FCC Loses Another Media-Ownership Case


The Federal Communications Commission lost another media-ownership case
Tuesday when a federal court sent back a rule that limits TV-station ownership
in local markets.

The FCC rule permitted one company to own two stations in the same market if
eight independently owned stations remained after the transaction and if the two
stations that combined were not both among the four highest-rated stations in
the market.

A three-judge panel of the U.S. Court of Appeals returned the rule to the FCC
for further consideration, saying the agency failed to explain adequately why
the 'eight voices' remaining post-transaction all had to be full-power TV
stations, commercial or noncommercial.

In an opinion by Judge Judith Rogers, the court noted that when the FCC
relaxed rules on the common ownership of radio and TV stations in the same
market, the postmerger voice test included not only local TV and radio stations,
but also cable systems and independently owned daily newspapers.

Rogers said it was not 'readily apparent' why the commission made the
distinction it did as 'necessary in the public interest.'

'We hold that the [FCC] has failed to demonstrate that its exclusion of
nonbroadcast media in the eight-voices exception is not arbitrary and
capricious.
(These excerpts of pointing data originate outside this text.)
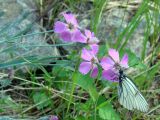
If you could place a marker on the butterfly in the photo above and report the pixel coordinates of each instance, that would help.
(129, 96)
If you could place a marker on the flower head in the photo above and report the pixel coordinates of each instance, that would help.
(88, 37)
(53, 117)
(89, 61)
(112, 64)
(67, 30)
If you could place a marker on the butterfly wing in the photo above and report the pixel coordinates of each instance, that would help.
(130, 97)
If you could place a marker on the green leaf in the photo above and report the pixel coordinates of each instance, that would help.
(87, 83)
(41, 99)
(106, 112)
(5, 82)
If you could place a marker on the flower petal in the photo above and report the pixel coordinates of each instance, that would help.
(124, 61)
(86, 54)
(114, 54)
(94, 71)
(110, 75)
(93, 40)
(70, 18)
(59, 27)
(94, 48)
(85, 67)
(66, 36)
(88, 33)
(107, 63)
(79, 37)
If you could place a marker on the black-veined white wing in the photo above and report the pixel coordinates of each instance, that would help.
(130, 97)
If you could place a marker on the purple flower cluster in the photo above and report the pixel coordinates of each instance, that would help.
(69, 31)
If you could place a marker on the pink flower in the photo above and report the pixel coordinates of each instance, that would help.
(112, 64)
(53, 117)
(88, 37)
(89, 63)
(67, 30)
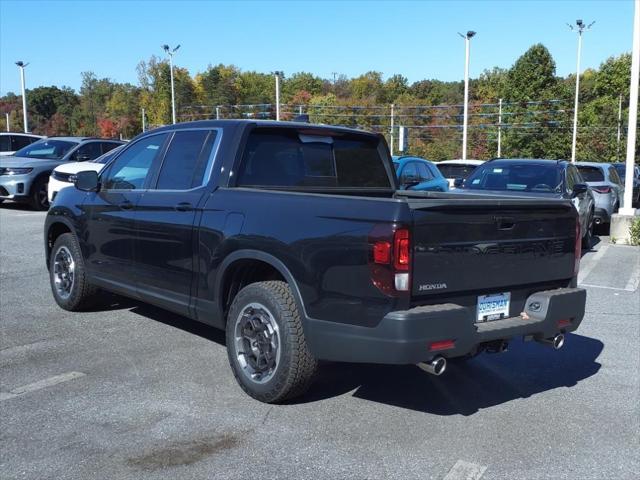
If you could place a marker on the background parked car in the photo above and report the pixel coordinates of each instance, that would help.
(63, 175)
(621, 168)
(535, 178)
(452, 169)
(12, 142)
(24, 176)
(415, 173)
(607, 187)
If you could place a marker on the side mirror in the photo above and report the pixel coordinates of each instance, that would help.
(579, 189)
(408, 182)
(87, 181)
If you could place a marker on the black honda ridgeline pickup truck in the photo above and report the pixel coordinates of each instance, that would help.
(295, 239)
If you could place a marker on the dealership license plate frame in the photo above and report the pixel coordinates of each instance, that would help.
(494, 306)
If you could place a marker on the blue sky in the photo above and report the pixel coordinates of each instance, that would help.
(417, 39)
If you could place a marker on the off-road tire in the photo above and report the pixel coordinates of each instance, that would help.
(83, 294)
(296, 367)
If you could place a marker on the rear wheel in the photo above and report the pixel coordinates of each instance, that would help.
(39, 194)
(67, 275)
(267, 349)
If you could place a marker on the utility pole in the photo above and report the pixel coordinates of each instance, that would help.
(632, 123)
(277, 73)
(392, 125)
(499, 128)
(21, 66)
(619, 128)
(467, 43)
(170, 52)
(580, 28)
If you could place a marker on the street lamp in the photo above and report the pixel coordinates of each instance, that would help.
(278, 74)
(467, 42)
(170, 53)
(580, 28)
(21, 66)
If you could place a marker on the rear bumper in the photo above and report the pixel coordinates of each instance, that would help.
(600, 215)
(404, 337)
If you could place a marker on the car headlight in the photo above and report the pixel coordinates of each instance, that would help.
(14, 171)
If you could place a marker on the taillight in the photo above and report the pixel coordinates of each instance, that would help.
(602, 189)
(390, 259)
(578, 248)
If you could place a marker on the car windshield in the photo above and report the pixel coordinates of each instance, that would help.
(46, 149)
(104, 158)
(455, 170)
(521, 177)
(591, 174)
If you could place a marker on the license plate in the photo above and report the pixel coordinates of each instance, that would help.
(493, 307)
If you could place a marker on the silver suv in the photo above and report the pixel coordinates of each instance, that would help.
(607, 187)
(24, 176)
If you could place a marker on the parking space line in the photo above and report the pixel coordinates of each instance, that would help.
(465, 471)
(40, 384)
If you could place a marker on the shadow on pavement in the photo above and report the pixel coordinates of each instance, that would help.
(527, 369)
(465, 388)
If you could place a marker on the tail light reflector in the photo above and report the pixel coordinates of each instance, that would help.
(390, 259)
(442, 345)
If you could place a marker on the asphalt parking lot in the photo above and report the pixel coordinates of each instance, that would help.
(130, 391)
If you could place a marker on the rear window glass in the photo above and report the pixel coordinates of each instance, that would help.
(449, 170)
(289, 158)
(591, 174)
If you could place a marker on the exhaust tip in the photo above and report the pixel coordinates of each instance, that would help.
(558, 341)
(436, 367)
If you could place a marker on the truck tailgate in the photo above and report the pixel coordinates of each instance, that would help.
(489, 244)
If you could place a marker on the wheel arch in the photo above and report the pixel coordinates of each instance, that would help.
(253, 258)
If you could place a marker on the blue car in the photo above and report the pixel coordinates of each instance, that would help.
(415, 173)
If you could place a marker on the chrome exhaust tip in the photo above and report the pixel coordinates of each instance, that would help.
(436, 367)
(556, 342)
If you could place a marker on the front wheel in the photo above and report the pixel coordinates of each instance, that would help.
(266, 345)
(67, 275)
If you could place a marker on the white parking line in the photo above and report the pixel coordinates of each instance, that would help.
(465, 471)
(593, 261)
(47, 382)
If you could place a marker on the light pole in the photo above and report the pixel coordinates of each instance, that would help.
(632, 123)
(22, 65)
(170, 52)
(277, 74)
(499, 128)
(467, 43)
(580, 28)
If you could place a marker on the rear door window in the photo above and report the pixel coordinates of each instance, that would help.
(186, 160)
(292, 158)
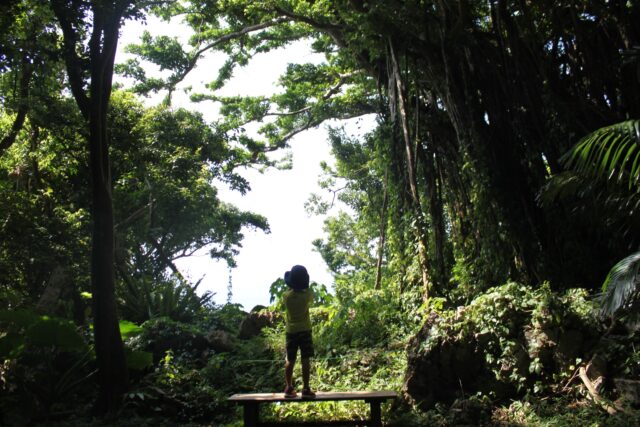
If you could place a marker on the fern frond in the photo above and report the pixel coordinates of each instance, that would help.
(622, 282)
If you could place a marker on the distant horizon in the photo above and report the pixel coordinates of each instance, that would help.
(279, 195)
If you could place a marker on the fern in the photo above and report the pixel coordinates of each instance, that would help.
(621, 285)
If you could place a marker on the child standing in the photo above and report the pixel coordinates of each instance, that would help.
(298, 334)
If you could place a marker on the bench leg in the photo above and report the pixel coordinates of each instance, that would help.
(251, 414)
(376, 415)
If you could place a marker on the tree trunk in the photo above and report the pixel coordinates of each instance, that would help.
(112, 369)
(113, 375)
(420, 226)
(383, 232)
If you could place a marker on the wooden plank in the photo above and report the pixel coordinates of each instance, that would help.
(363, 423)
(320, 396)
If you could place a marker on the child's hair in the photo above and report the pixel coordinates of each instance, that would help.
(298, 278)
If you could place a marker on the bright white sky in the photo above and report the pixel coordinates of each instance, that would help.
(279, 195)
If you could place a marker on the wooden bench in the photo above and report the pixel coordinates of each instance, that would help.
(251, 403)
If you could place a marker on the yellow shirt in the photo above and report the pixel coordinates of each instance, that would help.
(297, 304)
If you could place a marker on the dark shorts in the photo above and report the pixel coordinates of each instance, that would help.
(300, 340)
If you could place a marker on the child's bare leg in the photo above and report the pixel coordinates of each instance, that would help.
(288, 372)
(306, 371)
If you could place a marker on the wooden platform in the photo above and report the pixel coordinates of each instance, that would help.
(251, 403)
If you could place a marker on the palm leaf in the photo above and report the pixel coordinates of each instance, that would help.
(621, 284)
(610, 153)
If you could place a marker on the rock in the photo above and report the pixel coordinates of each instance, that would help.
(255, 321)
(220, 341)
(442, 373)
(629, 390)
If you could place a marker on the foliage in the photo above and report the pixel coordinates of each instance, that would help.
(621, 286)
(145, 300)
(527, 339)
(612, 154)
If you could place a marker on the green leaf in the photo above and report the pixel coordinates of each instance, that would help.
(55, 332)
(138, 360)
(11, 345)
(129, 329)
(20, 318)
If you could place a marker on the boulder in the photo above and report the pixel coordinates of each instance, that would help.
(629, 390)
(255, 321)
(220, 341)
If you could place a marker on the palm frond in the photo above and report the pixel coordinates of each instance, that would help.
(621, 284)
(610, 153)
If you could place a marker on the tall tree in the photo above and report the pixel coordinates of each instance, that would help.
(90, 73)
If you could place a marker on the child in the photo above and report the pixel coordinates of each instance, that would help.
(296, 301)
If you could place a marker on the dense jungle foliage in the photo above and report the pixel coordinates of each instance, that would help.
(486, 267)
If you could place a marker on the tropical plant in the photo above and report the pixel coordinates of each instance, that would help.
(612, 154)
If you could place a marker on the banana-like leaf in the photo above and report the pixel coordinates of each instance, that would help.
(610, 153)
(621, 284)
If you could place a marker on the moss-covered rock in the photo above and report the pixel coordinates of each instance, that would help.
(511, 340)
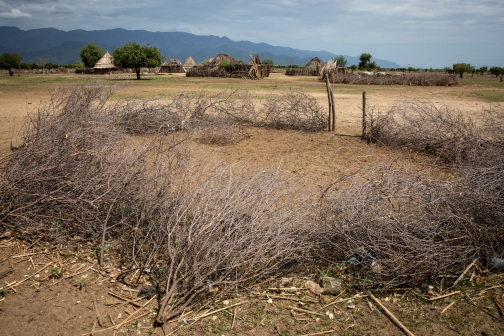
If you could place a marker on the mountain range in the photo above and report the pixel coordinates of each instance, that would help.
(63, 47)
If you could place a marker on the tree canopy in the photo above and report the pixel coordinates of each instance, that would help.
(364, 61)
(9, 61)
(135, 56)
(90, 54)
(340, 61)
(460, 68)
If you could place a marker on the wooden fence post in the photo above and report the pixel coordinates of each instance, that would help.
(331, 122)
(363, 115)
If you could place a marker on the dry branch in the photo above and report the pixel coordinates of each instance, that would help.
(390, 315)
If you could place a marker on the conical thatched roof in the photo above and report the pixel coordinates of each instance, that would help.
(105, 62)
(315, 63)
(172, 66)
(215, 62)
(189, 62)
(172, 62)
(311, 68)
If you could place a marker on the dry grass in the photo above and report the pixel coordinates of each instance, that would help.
(415, 80)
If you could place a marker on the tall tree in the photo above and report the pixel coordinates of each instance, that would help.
(340, 61)
(9, 61)
(135, 56)
(364, 60)
(90, 54)
(460, 68)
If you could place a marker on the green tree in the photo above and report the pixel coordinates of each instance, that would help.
(340, 61)
(460, 68)
(364, 60)
(9, 61)
(90, 54)
(497, 71)
(135, 56)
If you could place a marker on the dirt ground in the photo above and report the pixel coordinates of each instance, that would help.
(49, 291)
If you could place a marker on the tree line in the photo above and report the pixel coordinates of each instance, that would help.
(135, 56)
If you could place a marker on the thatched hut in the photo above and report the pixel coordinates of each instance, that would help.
(331, 67)
(172, 66)
(312, 68)
(224, 65)
(189, 63)
(104, 65)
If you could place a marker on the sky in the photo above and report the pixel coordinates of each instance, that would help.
(417, 33)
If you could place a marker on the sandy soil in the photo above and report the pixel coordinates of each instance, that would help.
(47, 305)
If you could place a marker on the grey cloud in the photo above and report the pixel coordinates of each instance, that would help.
(14, 14)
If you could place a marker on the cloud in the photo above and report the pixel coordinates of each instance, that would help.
(337, 26)
(14, 14)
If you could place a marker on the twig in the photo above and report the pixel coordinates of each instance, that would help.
(10, 286)
(464, 273)
(129, 318)
(356, 296)
(287, 289)
(97, 314)
(94, 327)
(26, 255)
(448, 307)
(132, 302)
(305, 311)
(278, 297)
(498, 304)
(234, 318)
(481, 308)
(390, 315)
(38, 271)
(336, 298)
(319, 333)
(442, 296)
(218, 310)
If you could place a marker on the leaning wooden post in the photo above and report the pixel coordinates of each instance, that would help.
(333, 110)
(328, 87)
(331, 123)
(363, 115)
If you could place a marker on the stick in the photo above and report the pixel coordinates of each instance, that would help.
(129, 318)
(442, 296)
(10, 286)
(448, 307)
(97, 314)
(364, 115)
(94, 326)
(38, 271)
(26, 255)
(390, 315)
(278, 297)
(305, 311)
(319, 333)
(218, 310)
(132, 302)
(234, 318)
(465, 271)
(498, 304)
(288, 289)
(336, 298)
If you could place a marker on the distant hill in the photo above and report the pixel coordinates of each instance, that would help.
(61, 47)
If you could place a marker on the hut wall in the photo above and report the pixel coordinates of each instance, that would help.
(172, 69)
(231, 71)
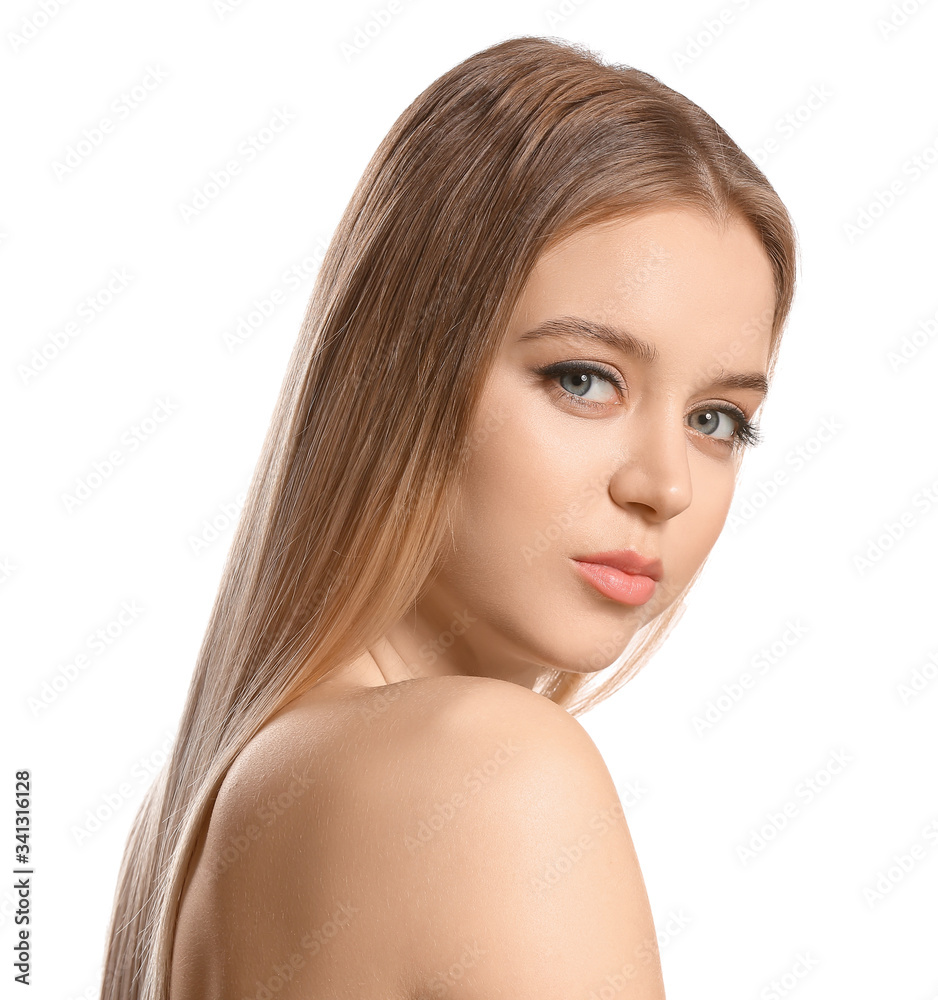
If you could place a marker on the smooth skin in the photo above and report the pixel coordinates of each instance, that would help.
(405, 828)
Accordingly, we remand the local ownership rule to the [FCC] for
further consideration,' Rogers wrote.

Judge David Sentelle agreed that the FCC's eight-voices
test was arbitrary, but he would not have returned the rule to the commission
for further review. Instead, Sentelle said, he would have ordered the FCC to
eliminate it under media-ownership policies established by Congress.

The FCC's rule was challenged by Sinclair Broadcast Group Inc., a large
TV-station owner based in Baltimore.